The CIA also tried to take advantage of Castro’s love of diving. Declassified documents show spies considered loading a colorful conch shell with explosives it would plant at his favorite diving destination.
The CIA even considered poisoning Castro’s dive suit with a fungus that would cause a fatal skin disease.
In 1963 the CIA passed along a syringe disguised as a ballpoint pen to a “Cuban asset.” The agency hoped the spy would be able to jab Fidel with the tiny syringe, delivering a deadly dose of venom.

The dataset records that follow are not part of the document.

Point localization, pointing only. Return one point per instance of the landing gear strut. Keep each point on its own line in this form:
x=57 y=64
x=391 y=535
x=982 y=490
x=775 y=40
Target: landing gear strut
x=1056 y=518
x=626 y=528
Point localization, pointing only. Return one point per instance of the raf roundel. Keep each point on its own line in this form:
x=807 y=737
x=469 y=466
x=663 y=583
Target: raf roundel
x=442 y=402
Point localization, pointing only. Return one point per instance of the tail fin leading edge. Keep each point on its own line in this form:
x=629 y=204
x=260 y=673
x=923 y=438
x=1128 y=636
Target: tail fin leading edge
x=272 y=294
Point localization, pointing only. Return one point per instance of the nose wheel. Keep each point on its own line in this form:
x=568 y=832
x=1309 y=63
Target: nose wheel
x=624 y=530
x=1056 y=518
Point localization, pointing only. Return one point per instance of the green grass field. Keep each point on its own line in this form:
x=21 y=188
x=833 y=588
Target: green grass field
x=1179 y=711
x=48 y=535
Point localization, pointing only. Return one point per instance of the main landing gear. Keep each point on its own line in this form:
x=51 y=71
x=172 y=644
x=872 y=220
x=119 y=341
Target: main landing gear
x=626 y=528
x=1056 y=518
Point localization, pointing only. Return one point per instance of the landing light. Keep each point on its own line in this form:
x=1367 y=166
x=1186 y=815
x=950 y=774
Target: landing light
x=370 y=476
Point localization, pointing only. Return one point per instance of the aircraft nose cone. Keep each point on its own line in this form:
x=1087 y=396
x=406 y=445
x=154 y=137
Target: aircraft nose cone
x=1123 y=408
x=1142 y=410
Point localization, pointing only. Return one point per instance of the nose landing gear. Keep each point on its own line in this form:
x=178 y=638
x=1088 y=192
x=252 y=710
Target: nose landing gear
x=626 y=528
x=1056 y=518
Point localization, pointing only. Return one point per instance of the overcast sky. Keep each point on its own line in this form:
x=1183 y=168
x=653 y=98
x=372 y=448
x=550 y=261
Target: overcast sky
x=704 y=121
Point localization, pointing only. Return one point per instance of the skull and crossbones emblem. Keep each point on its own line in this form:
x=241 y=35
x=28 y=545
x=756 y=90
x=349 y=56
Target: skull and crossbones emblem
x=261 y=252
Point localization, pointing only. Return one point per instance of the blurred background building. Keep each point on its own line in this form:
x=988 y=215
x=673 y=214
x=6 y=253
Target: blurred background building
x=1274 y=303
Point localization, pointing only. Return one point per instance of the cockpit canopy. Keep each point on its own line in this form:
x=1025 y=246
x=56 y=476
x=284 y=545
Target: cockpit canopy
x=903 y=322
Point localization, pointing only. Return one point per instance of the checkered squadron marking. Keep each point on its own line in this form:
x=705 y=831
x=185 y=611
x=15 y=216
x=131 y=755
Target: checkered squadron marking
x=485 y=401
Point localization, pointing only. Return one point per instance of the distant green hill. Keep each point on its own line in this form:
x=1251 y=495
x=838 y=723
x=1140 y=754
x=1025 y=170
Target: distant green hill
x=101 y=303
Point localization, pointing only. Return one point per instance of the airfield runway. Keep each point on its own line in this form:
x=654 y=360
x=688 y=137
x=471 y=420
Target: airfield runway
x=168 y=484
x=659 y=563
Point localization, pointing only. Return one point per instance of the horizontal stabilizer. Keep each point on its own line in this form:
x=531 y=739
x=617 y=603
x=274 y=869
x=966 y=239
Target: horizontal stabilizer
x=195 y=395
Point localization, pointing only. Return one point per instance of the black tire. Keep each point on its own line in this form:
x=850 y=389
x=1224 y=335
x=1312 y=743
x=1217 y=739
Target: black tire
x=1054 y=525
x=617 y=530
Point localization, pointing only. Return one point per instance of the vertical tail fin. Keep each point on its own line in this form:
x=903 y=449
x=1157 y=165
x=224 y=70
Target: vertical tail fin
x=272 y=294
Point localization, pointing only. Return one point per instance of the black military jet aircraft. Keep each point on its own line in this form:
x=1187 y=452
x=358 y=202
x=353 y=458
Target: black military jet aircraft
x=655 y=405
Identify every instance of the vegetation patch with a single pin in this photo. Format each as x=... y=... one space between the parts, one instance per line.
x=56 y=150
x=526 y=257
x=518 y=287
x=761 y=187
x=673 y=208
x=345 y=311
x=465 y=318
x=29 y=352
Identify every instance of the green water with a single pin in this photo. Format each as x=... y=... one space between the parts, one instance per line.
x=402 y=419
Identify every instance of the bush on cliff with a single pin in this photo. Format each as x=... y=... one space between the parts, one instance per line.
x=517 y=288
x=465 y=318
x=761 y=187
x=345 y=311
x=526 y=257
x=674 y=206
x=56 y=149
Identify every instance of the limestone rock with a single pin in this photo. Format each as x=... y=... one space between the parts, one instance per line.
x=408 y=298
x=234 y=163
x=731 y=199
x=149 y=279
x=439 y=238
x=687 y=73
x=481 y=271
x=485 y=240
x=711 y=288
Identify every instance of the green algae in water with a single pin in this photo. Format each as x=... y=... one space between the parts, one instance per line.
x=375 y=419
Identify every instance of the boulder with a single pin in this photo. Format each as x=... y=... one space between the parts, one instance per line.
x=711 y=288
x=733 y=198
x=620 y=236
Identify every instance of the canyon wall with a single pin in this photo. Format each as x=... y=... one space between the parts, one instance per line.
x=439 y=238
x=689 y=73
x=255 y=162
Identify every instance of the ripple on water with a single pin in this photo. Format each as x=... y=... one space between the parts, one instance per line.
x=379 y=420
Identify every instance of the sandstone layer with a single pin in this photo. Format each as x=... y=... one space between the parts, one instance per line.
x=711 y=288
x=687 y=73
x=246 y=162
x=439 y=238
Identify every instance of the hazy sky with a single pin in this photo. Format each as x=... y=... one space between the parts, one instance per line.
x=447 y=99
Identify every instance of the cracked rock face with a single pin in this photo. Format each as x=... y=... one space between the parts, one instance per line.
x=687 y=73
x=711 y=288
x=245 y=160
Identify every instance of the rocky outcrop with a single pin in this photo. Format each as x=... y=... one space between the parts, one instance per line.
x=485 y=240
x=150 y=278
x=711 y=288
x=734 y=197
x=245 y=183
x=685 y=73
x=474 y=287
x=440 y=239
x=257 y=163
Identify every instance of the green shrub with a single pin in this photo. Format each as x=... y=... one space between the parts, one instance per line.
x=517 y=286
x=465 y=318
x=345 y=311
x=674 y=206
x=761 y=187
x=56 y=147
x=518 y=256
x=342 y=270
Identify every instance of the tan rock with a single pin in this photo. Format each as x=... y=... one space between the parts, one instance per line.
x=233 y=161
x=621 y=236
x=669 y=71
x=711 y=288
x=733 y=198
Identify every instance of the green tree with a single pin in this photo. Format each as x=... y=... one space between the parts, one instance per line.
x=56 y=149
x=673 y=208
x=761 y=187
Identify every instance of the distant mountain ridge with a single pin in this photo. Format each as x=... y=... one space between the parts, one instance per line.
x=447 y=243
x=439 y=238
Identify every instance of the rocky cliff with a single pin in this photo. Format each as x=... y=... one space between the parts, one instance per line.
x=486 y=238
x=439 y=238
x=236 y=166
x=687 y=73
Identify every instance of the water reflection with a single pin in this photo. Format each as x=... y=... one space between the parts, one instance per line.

Other declassified documents show a plan to dose a box of cigars with drugs that would disorient Castro, making him look stupid during a big speech. The CIA even considered a plan to dust Castro’s shoes with thallium salts, which would make his beard fall out, undermining his image, McClatchy reported in 2014.
In the end, however, it was Castro’s own failing health that did him in. Toward his last years, he’d stopped smoking cigars and stuck to a mostly-vegetarian diet. But intestinal problems and a series of medical procedures left him increasingly frail, forcing him to cede power to his younger brother and fellow revolutionary, Raul Castro, in 2008.